Hunger results in fueling,
fueling results in existence,
existence results in birth,
birth results in aging and death,
grief and lamentation
pain and misery
and despair.

Such is the arising of having this whole pile of pain.

Covered for you, Phagguna:
the utter-disappearance and ending of the spheres of contact[6] contact ends;
contact ending sense-experience ends,
sense-experience ending, hunger ends,
hunger ending, fueling ends,
fueling ending, existence ends,
existence ending, birth ends,
birth ending, aging and death,
grief and lamentation
pain and misery
and despair come to an end.

Such is the ending of having this whole pile of pain."

 


[1] Kabalinkāro āhāro Usually found translated as "material"; kabala: stuff-offerable, kāro: made. Made-edible generally because it has had the life taken out of it.

[2] oḷāriko vā sukhumo vā. Substantial or subtle because this must fit the edible food requirements of all sorts of living things, from humans who eat gross material foods, to plants which eat fine material foods, to the gods that are sustained on such things as aromas or thoughts.

[3] mano-sañcetanā. Mind one with heart.
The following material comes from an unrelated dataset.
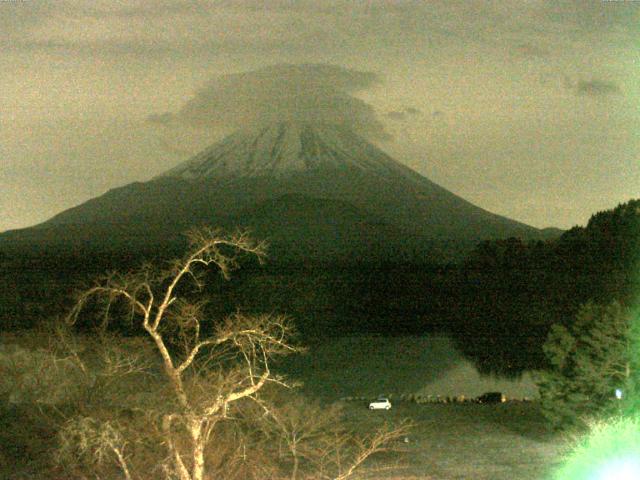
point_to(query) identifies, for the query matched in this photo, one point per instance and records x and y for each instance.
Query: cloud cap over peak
(306, 92)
Thought in alignment with the will to do. Having the heart for what is in mind.

[4] Āyatiɱ > ayatana in meaning 2: exertion, doing, working, practice, performance. Neither Rhys Davids' 'cause' nor Bhk. Bodhi's 'condition'. Rhys Davids and Bhk. Bodhi focus on the switch from 'who' to 'what', but the Buddha's objection is not to the 'who' — the Buddha objects to the ideas 'feeds on', 'touches', 'intends' and 'cognizes' as implying the nourishment of a being that is feeding, where what is intended is that these foods further or bring about further existence. The first case implies, by pointing backward in Time, to a constant existing being.

[5] Upādiyatī. Fuels. Fueling the fire. This stands in for mano-sañcetanā. The fuel for existence (or freedom from existence) is the contimplation of and wishing for and intending to get such. The consciousness food is implied by the resulting state: either as consciousness of being an existing being or as consciousness of freedom from existence.

[6] phassāyatanānaɱ Spheres of contact. Not 'the six bases for contact' [Bhk. Bodhi] or 'the sixfold sphere of sense-contact' [Mrs. Rhys Davids] or 'the six sense media' [Bhk. Thanissaro], it is the equivalant of all these.